Speaking in the wake of Friday’s terror attack in London, he said at the college:"My heart goes out to the families and friends of those who lost their lives in such an appalling and senseless act of terror, to the injured and to all those in shock at what they witnessed on London Bridge on Friday.

"We all owe the deepest debt of gratitude to our emergency services – to the incredibly brave police officers who put their own lives on the line to save others and to all our emergency service workers involved in responding to the incident and caring for the injured. They are true professionals and our whole country is proud of them.

"And once again, we saw extraordinary bravery from members of the public who ran towards the attacker and put themselves in harm’s way to stop him doing harm to others. You are an example to us all; we admire you, and we all give you our very deepest thanks."

He said he would always do whatever was 'necessary and effective to keep our people safe.'

He said:"First of all, the police who put themselves on the line to protect us will have the authority to use whatever force is necessary to protect and save life. If police believe an attacker is wearing a suicide vest and innocent lives are at risk, then it is right they are able to use lethal force.

"It is our duty to look calmly and seriously at what we need to do to give people real security. Our public services are the glue that bind our society together. Community policing, the probation service, mental health, youth and social services, all play a vital part.

"When those public services are cut back as they have been during the past decade, they leave behind gaps. That can lead to missed chances to intervene in the lives of people who go on to commit inexcusable acts, whether it’s during their childhood, their first brush with the law, their first conviction, or in prison through rehabilitation programmes.

"Take the probation service, part-privatised in 2014, resulting in disaster. The most serious cases stayed in a justice system badly undermined by austerity. A failure to recruit has left huge staffing shortfalls and with staff supervising more cases than ever expected, posing a serious risk to our security.

"Real security doesn’t only come from strong laws and intelligence, it comes also from effective public services that have the funding they need. You can’t keep people safe on the cheap."

He said that for far too long, the UK's leaders had made the wrong calls on our security.

"Their mistakes in no way absolve terrorists of blame for their murderous actions," he said. "The blame lies with the terrorists, their funders and recruiters. But if we are to protect people we must be honest about what threatens our security. The threat of terrorism cannot and should not be reduced to questions of foreign policy alone. But too often the actions of successive governments have fuelled, not reduced that threat.

"16 years ago, I warned against the invasion and occupation of Iraq. I said it would set off a spiral of conflict, hate, misery, desperation that will fuel the wars, the conflict, the terrorism, and the misery of future generations. It did, and we are still living with the consequences today.
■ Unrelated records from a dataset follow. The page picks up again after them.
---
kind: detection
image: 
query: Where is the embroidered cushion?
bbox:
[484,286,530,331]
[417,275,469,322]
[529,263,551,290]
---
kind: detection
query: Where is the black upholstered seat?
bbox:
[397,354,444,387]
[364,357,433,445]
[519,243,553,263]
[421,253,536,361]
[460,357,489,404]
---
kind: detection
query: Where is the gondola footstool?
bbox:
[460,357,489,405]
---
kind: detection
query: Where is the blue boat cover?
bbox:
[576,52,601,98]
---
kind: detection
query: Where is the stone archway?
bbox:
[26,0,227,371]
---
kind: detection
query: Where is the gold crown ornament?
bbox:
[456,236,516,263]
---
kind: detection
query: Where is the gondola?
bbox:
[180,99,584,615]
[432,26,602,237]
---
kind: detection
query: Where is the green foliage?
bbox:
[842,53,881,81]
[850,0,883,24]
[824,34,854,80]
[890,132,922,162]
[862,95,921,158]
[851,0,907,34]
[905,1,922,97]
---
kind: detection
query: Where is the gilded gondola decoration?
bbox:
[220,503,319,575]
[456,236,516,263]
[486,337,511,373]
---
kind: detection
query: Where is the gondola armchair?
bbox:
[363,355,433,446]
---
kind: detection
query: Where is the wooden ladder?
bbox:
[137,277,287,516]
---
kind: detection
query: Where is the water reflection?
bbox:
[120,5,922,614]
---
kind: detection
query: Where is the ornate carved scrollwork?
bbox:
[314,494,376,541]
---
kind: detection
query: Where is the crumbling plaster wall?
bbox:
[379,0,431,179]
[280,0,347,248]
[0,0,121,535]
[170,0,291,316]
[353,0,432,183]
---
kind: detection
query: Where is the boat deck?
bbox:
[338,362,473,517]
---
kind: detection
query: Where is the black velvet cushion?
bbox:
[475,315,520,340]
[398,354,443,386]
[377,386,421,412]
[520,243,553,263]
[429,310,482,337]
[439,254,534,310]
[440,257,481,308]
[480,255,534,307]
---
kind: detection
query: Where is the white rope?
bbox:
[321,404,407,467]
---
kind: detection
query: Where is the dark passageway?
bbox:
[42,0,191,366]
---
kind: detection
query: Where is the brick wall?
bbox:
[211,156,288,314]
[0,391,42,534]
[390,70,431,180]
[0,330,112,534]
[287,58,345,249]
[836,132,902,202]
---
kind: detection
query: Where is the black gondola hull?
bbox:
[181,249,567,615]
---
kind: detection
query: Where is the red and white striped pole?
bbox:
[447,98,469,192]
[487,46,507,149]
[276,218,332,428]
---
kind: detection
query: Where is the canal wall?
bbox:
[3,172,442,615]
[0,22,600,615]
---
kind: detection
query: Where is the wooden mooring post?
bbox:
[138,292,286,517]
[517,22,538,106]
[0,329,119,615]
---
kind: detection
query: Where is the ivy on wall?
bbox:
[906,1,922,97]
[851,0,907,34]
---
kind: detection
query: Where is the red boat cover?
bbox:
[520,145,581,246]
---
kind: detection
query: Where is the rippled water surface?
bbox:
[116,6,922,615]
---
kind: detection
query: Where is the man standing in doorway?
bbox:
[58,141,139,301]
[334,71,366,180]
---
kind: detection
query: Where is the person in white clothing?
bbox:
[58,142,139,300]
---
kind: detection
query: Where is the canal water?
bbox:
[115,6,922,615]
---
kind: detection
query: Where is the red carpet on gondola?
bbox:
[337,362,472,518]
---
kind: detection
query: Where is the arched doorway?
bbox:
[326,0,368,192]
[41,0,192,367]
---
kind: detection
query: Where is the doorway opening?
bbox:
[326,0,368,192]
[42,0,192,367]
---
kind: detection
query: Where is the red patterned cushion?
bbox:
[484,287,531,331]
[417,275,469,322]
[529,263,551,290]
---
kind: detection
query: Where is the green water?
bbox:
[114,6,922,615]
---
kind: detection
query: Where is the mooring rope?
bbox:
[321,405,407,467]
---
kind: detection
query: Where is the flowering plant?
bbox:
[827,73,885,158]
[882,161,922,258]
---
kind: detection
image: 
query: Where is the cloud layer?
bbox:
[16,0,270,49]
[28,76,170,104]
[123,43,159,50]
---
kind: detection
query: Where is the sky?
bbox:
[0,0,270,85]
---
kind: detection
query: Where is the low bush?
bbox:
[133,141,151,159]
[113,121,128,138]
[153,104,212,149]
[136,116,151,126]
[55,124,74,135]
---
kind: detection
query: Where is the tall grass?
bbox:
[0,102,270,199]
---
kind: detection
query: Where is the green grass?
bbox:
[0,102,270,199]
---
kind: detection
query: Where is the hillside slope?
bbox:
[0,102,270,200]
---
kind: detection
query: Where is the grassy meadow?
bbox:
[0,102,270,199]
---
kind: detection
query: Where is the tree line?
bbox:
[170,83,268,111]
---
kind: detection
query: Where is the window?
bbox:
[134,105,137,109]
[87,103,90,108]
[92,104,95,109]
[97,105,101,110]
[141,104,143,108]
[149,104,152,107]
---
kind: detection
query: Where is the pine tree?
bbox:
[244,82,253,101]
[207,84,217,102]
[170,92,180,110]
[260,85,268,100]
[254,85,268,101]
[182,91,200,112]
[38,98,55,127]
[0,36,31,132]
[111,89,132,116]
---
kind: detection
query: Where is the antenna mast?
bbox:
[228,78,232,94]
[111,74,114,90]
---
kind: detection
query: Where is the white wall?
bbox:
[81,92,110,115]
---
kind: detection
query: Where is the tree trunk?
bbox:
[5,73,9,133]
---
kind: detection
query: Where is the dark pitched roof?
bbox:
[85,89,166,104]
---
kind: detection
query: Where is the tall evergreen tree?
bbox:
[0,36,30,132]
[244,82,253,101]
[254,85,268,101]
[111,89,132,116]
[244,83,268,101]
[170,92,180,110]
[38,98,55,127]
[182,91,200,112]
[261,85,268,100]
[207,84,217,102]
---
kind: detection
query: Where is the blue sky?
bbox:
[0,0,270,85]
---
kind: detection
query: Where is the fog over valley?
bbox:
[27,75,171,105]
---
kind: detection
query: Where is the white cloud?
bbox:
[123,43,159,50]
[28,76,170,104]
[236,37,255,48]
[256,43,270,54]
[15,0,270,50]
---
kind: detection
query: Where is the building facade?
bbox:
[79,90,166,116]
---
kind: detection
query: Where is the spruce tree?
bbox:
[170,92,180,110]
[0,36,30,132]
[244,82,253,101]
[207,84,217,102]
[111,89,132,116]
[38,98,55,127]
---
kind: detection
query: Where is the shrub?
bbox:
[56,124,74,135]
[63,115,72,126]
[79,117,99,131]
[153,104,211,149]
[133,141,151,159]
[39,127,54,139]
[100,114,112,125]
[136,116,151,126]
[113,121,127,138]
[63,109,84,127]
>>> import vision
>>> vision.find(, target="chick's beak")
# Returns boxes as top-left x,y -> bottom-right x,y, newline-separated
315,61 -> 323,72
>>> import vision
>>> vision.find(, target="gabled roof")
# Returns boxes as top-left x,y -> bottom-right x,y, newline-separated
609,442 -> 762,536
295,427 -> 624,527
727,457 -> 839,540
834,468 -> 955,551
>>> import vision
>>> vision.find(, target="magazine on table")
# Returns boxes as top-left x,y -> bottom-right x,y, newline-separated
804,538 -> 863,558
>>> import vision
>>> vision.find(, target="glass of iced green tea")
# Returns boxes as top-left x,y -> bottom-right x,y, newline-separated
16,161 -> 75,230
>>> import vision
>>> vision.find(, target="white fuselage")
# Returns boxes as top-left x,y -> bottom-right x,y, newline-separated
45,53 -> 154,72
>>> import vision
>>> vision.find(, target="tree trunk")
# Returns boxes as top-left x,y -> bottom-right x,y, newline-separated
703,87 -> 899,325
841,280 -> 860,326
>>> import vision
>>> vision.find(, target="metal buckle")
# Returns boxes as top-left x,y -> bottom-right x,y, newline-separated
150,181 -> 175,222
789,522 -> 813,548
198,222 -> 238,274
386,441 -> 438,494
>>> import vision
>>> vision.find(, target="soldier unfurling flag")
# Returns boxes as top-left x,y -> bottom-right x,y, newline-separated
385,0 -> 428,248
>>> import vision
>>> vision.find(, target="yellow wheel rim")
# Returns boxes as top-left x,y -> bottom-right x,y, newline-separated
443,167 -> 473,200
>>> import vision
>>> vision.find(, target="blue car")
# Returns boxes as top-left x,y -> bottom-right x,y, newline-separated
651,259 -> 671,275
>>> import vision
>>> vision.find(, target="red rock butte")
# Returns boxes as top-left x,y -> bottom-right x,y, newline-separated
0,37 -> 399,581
"I was also one of the few in parliament warning against the NATO-led intervention in Libya in 2011. Britain should not have joined this conflict, which has created a vast ungoverned space, contributed to misery in the region and made us less safe at home.

"The war on terror has manifestly failed. Britain’s repeated military interventions in North Africa, the Middle East and South Asia have exacerbated, rather than resolved the problems. Now we risk being dragged into a further conflict with Iran on the side of a Saudi regime which is an enemy of human rights everywhere, prolonging a desperate humanitarian crisis in Yemen, interfering in its neighbours’ affairs and murdering journalists. This policy has not made us one bit safer.

"Real security requires calmly making the right calls at moments of high pressure, often against the grain of conventional wisdom. That requires the courage and strength to chart an independent course when we think our friends and allies are doing the wrong thing.

"It is time for Britain to stop being tied to Donald Trump’s coat-tails. Boris Johnson has been the world’s leading sycophant towards the US President. From climate change denial to unconditional support for the Israeli far right, from racism to confrontation with China, Trump is taking the world on a dangerous path.

"Britain must make its own foreign policy, free from a knee-jerk subservience to a US administration which repudiates our values. Under Labour, Britain will have its own voice in the world, standing tall for security, peace and justice. That’s the path to real security."